Teresa: Para começar, temos um mapa de atores muito complexo e obviamente patriarcal desde o momento em que vemos uma imbricação de atores estatais e paraestatais, mas também do narcotráfico. A região tem muita força e presença dos narcotraficantes, dos cartéis e las maras[1],e isso se imbrica com os poderes estatais. No entanto, há também nos Estados fortes vínculos com atores evangélicos e neopentecostais, que são historicamente patriarcais e abertamente antifeministas. E que se veem vínculos fortíssimos nas estruturas do Estado, mas também nos poderes militares e elites político-econômicas dos países. Não queremos perder isso de vista, mas também gostaria de mencionar o fato dos mecanismos regionais de direitos humanos estarem liderados por pessoas abertamente antifeministas e antigênero, contrárias ao debate sobre a desigualdade de gênero na região. Faço menção ao Magro da OEA[2], com sua agenda completamente ambivalente com relação aos direitos humanos, com um papel nefasto, sem ser capaz de se posicionar contra as repressões violentas dos Estados e tirando foto com atores bastante duvidosos em toda a região até Nicarágua, mas também na Guatemala e em Porto Rico. Para nós, o intervencionismo e as políticas neocoloniais por parte dos EUA da era Trump têm aumentado. Me parece que há um peso super patriarcal e neocolonial que temos também na região e que tudo isso igualmente vem acompanhado de uma profunda crise da esquerda, em que os aliados dos movimentos sociais ou a sociedade civil organizada estão desvirtuados. E o vemos com respeito à situação em Nicarágua, onde houve uma total negligência por parte das forças de esquerda em falar de uma crise sociopolítica no país.

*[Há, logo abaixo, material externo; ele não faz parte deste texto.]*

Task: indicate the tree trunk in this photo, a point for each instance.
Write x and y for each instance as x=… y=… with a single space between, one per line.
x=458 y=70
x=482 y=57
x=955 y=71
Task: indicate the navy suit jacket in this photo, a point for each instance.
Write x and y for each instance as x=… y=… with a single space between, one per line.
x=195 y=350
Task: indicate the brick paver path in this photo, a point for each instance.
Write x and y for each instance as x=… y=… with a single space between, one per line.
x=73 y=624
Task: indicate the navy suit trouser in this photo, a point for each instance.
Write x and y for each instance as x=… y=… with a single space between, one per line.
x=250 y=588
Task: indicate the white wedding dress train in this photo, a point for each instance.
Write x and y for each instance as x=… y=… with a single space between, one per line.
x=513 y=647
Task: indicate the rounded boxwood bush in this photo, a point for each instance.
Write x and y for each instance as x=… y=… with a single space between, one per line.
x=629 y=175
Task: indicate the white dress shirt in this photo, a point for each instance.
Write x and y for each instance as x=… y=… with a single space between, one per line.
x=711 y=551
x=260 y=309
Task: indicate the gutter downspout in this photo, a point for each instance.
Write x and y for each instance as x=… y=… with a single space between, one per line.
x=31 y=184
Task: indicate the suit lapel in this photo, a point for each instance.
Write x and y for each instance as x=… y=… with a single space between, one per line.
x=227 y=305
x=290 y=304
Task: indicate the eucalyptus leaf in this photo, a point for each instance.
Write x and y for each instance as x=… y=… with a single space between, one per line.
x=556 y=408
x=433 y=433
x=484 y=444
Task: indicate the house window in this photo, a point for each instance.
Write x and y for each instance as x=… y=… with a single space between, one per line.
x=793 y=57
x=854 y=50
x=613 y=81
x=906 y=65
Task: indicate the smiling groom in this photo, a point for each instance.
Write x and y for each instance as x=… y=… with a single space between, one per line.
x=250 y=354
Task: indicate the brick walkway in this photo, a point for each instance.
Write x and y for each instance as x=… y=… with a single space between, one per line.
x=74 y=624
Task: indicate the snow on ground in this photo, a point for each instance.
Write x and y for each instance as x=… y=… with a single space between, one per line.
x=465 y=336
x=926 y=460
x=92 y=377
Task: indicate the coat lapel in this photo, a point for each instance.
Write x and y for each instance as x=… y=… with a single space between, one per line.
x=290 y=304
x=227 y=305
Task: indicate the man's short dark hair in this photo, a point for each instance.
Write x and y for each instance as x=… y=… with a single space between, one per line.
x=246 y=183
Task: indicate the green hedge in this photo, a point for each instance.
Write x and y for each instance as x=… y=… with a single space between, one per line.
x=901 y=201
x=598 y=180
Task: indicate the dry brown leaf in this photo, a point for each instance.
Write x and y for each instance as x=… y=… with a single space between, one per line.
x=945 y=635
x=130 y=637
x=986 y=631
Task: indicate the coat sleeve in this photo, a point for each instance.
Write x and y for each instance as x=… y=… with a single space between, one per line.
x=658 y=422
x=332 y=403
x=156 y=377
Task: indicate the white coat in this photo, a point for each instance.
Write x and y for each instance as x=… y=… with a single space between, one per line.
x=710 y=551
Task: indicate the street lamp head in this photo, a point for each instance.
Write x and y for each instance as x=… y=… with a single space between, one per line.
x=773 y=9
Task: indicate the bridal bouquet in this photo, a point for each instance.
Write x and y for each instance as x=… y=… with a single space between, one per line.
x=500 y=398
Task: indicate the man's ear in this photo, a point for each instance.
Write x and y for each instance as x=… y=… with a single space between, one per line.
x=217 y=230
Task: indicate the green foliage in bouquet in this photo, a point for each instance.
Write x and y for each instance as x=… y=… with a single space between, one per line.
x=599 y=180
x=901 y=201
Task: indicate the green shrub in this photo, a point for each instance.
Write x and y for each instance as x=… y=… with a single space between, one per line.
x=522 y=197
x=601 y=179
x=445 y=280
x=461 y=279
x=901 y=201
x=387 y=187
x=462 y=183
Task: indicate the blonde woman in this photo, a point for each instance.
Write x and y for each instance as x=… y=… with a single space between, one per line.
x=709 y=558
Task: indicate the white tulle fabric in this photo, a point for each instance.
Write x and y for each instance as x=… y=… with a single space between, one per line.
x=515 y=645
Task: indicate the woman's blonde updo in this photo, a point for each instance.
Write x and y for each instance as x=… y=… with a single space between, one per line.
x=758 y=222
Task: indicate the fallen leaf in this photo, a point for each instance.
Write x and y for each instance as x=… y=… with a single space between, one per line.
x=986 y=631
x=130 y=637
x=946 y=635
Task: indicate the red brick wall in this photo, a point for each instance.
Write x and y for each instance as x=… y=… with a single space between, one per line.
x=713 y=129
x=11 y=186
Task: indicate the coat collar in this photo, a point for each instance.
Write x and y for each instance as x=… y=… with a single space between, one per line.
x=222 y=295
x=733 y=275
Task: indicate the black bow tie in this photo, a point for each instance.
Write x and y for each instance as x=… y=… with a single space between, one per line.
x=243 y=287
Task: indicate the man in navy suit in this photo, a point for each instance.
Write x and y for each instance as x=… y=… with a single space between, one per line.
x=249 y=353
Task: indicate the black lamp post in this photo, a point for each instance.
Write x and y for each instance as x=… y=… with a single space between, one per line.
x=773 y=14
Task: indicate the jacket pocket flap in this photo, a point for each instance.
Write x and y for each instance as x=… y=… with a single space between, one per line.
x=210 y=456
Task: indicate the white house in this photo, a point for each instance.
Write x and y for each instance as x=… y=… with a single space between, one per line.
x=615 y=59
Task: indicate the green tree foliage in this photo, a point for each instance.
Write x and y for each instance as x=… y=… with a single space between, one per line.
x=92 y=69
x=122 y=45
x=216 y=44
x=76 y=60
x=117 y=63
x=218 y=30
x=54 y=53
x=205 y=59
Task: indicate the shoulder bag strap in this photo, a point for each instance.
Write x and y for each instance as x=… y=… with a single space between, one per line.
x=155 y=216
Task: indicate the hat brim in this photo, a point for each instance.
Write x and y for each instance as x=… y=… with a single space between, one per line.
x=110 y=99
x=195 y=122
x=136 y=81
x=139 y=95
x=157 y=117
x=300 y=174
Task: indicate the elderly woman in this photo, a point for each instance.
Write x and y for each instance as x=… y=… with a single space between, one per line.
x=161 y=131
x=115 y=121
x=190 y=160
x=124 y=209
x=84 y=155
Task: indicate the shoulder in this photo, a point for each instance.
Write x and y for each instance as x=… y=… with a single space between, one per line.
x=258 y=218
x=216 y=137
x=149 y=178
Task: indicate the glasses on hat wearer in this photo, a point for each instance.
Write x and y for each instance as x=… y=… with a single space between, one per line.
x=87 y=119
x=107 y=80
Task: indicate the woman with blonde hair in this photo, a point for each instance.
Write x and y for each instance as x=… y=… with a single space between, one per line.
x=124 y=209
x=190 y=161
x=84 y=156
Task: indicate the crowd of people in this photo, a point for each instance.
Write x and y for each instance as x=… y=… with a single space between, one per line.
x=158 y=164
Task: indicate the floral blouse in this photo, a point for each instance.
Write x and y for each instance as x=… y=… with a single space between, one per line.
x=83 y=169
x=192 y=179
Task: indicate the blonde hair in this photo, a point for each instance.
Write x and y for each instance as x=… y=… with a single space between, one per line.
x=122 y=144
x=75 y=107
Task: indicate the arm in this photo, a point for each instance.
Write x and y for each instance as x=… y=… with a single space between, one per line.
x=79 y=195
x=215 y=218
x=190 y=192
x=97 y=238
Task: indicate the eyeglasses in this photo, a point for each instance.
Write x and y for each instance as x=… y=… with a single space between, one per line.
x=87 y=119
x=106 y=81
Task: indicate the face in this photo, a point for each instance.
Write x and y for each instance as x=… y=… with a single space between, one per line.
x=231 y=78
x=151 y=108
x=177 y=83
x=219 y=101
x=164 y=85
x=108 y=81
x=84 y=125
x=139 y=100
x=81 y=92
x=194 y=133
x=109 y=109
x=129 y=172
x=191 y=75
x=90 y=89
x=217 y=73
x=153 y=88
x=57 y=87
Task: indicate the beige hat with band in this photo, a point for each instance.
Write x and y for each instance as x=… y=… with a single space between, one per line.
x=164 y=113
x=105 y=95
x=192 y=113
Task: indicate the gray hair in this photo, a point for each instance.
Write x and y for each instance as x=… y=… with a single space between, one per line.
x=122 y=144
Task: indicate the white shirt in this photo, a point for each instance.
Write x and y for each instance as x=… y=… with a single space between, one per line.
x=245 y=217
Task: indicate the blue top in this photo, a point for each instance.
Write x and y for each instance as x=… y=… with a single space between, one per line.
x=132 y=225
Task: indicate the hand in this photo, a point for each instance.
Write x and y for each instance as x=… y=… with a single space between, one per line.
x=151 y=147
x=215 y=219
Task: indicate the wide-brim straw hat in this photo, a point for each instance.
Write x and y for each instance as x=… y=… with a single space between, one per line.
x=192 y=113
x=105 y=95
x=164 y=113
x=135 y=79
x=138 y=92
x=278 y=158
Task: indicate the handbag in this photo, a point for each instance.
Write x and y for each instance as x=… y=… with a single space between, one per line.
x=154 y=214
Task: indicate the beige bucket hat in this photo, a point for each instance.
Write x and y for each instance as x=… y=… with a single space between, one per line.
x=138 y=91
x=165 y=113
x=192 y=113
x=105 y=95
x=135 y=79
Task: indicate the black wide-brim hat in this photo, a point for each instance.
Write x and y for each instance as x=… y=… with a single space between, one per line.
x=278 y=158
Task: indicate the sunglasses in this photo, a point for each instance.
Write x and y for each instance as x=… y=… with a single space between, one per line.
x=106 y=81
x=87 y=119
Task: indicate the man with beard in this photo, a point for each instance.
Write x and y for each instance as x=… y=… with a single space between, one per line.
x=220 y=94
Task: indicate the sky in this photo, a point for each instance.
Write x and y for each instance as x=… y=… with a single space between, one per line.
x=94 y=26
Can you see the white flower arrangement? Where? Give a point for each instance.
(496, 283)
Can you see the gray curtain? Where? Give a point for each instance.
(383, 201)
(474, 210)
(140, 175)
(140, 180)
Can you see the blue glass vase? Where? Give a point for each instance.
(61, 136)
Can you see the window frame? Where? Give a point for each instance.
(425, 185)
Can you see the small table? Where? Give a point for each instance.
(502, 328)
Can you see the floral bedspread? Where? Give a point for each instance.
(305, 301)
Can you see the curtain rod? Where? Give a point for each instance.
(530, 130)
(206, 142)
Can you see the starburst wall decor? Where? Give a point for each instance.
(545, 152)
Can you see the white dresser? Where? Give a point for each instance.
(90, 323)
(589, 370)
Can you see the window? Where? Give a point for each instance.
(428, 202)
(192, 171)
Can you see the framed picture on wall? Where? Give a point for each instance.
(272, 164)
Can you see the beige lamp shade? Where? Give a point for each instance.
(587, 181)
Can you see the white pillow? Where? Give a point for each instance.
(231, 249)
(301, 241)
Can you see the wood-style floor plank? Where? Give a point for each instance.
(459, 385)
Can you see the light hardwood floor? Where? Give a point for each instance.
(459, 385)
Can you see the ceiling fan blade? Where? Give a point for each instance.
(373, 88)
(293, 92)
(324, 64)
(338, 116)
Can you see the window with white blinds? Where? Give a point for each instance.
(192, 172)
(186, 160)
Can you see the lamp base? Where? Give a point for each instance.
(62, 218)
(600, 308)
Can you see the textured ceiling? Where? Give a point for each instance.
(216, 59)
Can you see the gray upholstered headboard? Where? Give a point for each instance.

PACS: Podíamos reproduzir a mesma análise de conjuntura sobre o Brasil também.
Teresa: Sim, e é o que falávamos, o tema da ideologia de gênero como um guarda-chuva antifeminista. Outro dia tivemos uma sessão com uma compa brasileira chamada Sonia Correia, que está realizando uma investigação com todos os atores antifeministas na região. Foi um webinar espetacular! Porque pensávamos que era uma coisa que saiu liderada pela igreja católica, mas não. Aqui houve uma imbricação de atores. Ou seja, há um efeito aglutinador bem pensado e bem estruturado de pensamento não tão radical ou extremista, ou conservador, porém que conseguiu através de campanhas como, por exemplo, “não se meta com meu filho”[3], que alcançaram um efeito aglutinador de atores que não necessariamente estavam originalmente em uma posição antifeminista ou antigênero, mas que foram conduzidos. Foram construindo essas ofensivas, na medida em que fomos avançando em nossos direitos. Ademais, para nós o perigoso é que tudo isso não vem somente da igreja católica, evangélica e etc. As ofensivas antigênero são igualmente apoiadas por empresas nacionais e internacionais, para seguir conseguindo influências nos diferentes territórios. Uma reflexão necessária é sobre como se imbricaram com esses diferentes atores, incluindo aqui também o crime organizado, para conseguir essa influência, essa presença.
[1] Las Maras é uma referência as gangues existentes em El Salvador.
[2] Organização dos Estados Americanos.
[3] Referência a campanha que promovida pela ultradireita que, dentre outros efeitos, busca retirar conteúdos críticos sobre a desigualdade entre gêneros dos currículos escolares, a partir do guarda-chuva da ideologia de gênero.